— «Бремя страсти»! — воскликнула миссис Рубиоль, счастливая тем, что хоть и неправильно, но все же вспомнила название. — Нет, не читала, но я видела фильм. Он такой мерзкий…
— Он ужасный, но не мерзкий, — отважился возразить я. — По-веселому ужасный.
— Мне совсем не понравилась Анабелл, — сказала миссис Рубиоль.
— Мне тоже. Но зато Бэтт Дэвис была совсем не плоха
— Не помню. А кого она играла? — спросила миссис Рубиоль.
— Дочь стрелочника, разве вы не помните?
— Отчего же, конечно, помню! — воскликнула миссис Рубиоль, тщетно силясь вспомнить то, чего она никогда не видела.
— Помните, она еще грохнулась с лестницы с полным подносом тарелок?
— Да, да, разумеется! Конечно, теперь я все вспомнила Она была прелестна, не правда ли? Какое это было падение!
— Так мы говорили о Черчилле.
— Да, так вот, значит… Постойте, дайте мне подумать.. О чем же я хотела вам рассказать?
— Прежде всего, скажите мне, — заметил я, — правда ли, что он никогда не вынимает изо рта сигару, ни на минуту? Говорят, он даже во сне не расстается с ней. Хотя, это не важно. Я лишь хотел узнать, в жизни он такой же дурак, каким его показывают на экране, или нет.

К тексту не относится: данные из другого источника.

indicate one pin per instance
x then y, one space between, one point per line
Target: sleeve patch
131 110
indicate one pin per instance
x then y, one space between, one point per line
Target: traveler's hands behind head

— Что???? — заверещала миссис Рубиоль. — Черчилль дурак? Несльканно! Да он самый выдающийся человек в Англии!
— Следующий после Уайтхеда, вы хотите сказать.
— Уайтхеда?
— Ну да, человека, который вывел в свет Гертруду Стайн. Вы слышали о Гертруде Стайн? Нет? Ну тогда вы должны были слышать об Эрнесте Хемингуэе.
— Да-да, конечно, теперь припоминаю. Она была его первой женой.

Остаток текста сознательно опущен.